Deciding what to try wasn't the hard part; Siroker could easily identify two elements for a head-to-head performance test. The bottleneck came in the logistics--every trial required an engineer or a developer to tweak some code. "Frustration set in pretty quickly," Siroker says. "We knew there had to be a better way."
That better way evolved into Optimizely, which simplifies A/B (or "split") testing--the process of comparing how two calls to action, colors, messages, price points or product mixes might perform online.
Siroker and fellow Googler Pete Koomen started San Francisco-based Optimizely in 2009. After completing the Y Combinator accelerator program the following year, the duo signed up thousands of small and midsize customers. By 2011 the company was operating in the black and counted Starbucks and Disney as clients.
Users activate a pop-up editing tool that allows them to test and implement changes on the fly without altering the underlying structure of their websites. For example, to get more customers to reload coffee cards online, Starbucks can test the effectiveness of having an ad on its homepage vs. placing a call to action on the coffee card's log-in screen. After determining what works best, the company can use Optimizely to change the source code accordingly.
Optimizely's biggest break came in 2012, when the Obama campaign rehired Siroker, who helped boost the conversion rate for the president's donation page by 50 percent. "Our success in 2012 really put us on the map," Siroker says.
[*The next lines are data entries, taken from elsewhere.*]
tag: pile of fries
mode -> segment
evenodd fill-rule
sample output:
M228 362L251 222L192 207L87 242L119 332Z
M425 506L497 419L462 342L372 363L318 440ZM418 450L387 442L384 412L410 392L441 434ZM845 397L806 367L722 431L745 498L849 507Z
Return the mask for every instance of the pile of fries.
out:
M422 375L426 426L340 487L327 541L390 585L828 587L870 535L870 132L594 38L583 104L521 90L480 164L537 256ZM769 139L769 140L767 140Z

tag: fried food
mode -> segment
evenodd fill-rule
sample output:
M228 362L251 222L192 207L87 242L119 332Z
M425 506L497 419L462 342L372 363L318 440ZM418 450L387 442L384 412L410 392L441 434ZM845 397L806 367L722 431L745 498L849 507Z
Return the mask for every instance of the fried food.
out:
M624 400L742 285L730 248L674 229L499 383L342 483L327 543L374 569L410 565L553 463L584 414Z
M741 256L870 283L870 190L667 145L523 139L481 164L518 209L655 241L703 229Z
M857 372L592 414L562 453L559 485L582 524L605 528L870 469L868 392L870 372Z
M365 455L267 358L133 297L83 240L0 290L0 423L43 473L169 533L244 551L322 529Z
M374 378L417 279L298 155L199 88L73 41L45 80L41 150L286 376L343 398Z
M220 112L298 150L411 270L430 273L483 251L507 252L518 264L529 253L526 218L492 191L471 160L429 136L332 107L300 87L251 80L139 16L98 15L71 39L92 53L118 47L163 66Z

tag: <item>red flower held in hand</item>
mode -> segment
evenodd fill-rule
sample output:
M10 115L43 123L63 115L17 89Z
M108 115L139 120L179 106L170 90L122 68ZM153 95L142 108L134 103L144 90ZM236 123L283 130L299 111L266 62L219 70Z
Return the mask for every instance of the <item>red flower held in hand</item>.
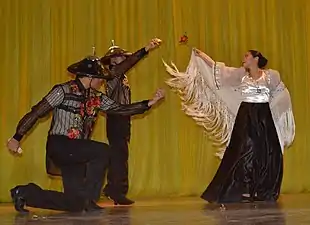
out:
M180 44L186 44L188 42L188 36L185 34L183 34L181 37L180 37L180 40L179 40L179 43Z

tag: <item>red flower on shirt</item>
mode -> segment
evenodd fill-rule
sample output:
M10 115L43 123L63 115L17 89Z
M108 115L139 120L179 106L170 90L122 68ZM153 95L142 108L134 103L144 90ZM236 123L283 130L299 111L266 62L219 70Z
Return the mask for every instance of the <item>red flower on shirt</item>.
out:
M88 116L92 116L95 114L96 109L98 109L100 107L101 101L100 101L100 97L96 96L96 97L92 97L91 99L89 99L86 102L86 114ZM85 116L85 106L84 104L81 104L81 108L80 108L80 114L82 117Z
M72 92L77 92L79 90L79 87L76 84L71 84L70 88Z
M70 128L68 130L68 137L70 139L77 139L80 136L80 131L76 128Z
M180 40L179 40L179 43L180 44L186 44L188 42L188 36L185 34L183 34L181 37L180 37Z

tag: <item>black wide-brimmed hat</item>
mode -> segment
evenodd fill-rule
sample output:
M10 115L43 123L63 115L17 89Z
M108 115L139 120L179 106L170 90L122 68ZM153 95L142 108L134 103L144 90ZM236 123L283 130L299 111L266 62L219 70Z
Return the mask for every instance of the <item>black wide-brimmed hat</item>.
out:
M108 79L112 76L110 70L104 67L96 56L88 56L70 65L67 70L79 77Z
M109 65L111 63L111 59L114 57L120 57L120 56L131 56L132 53L115 45L114 40L112 40L112 46L109 48L108 52L100 59L102 64Z

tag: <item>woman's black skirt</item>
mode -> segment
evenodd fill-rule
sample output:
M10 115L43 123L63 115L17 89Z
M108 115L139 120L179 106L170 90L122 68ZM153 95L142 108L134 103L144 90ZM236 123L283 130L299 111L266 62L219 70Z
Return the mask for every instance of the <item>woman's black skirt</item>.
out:
M202 198L228 203L276 201L283 176L283 155L269 103L242 102L230 143Z

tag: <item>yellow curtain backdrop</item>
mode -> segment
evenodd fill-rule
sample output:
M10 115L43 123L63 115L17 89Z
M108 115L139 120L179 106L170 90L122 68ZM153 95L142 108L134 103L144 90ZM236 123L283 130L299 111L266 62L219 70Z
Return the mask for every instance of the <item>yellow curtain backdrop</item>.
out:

Clients pay on a scale based on web audience, starting at $19 for sites with 2,000 monthly visitors. Optimizely's revenue surged 400 percent from March 2012 to March 2013, according to Siroker, crossing into the "double-digit millions." The explo-sive growth preceded a $28 million Series A funding round led by San Francisco-based VC firm Benchmark, bringing total investments to more than $31 million.
Benchmark partner Peter Fenton says he was attracted to a product that seemed easier to use and less expensive than others on the market. "The potential, broadly, for A/B testing is about 1 percent realized in terms of sites and companies that have deployed these tactics," says Fenton, whose previous investments include Twitter and Yelp. "We consider these to be the early days."
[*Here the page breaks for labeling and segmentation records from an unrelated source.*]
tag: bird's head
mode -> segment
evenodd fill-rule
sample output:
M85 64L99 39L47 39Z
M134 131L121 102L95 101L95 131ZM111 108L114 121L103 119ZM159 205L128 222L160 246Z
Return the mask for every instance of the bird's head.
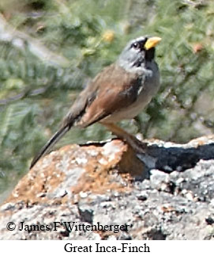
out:
M131 40L118 58L118 64L127 71L144 67L146 62L155 58L155 47L161 40L157 36L141 36Z

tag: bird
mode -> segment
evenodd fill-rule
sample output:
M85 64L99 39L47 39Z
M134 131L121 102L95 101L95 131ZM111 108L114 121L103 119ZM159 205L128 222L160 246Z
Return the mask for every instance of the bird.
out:
M137 147L140 141L115 123L135 117L157 93L160 82L155 48L160 40L159 36L148 36L130 40L116 61L104 67L81 92L59 129L32 159L30 169L72 127L84 128L99 122Z

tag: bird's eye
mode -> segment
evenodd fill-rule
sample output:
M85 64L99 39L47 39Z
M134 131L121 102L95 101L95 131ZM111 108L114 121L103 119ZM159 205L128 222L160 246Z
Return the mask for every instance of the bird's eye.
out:
M139 45L139 44L138 44L138 43L133 43L132 47L133 47L133 48L135 48L135 49L138 49L138 48L139 48L139 47L140 47L140 45Z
Optimizely is prepping for continued growth: The firm, which currently has 75 employees, signed a lease on a new 450-seat office space. In the spring Optimizely rolled out the platform in nine additional languages, part of a broader strategy to expand in Europe (the company has an office in Amsterdam) and elsewhere. As for the product itself, the company wants to give its customers the ability to show specific content to targeted clients at any time.
"How amazing would it be to be able to deliver targeted messaging or unique designs to every customer who visits your site?" Siroker asks. "It's all part of our plan to transition to an organic and data-driven meritocracy of ideas."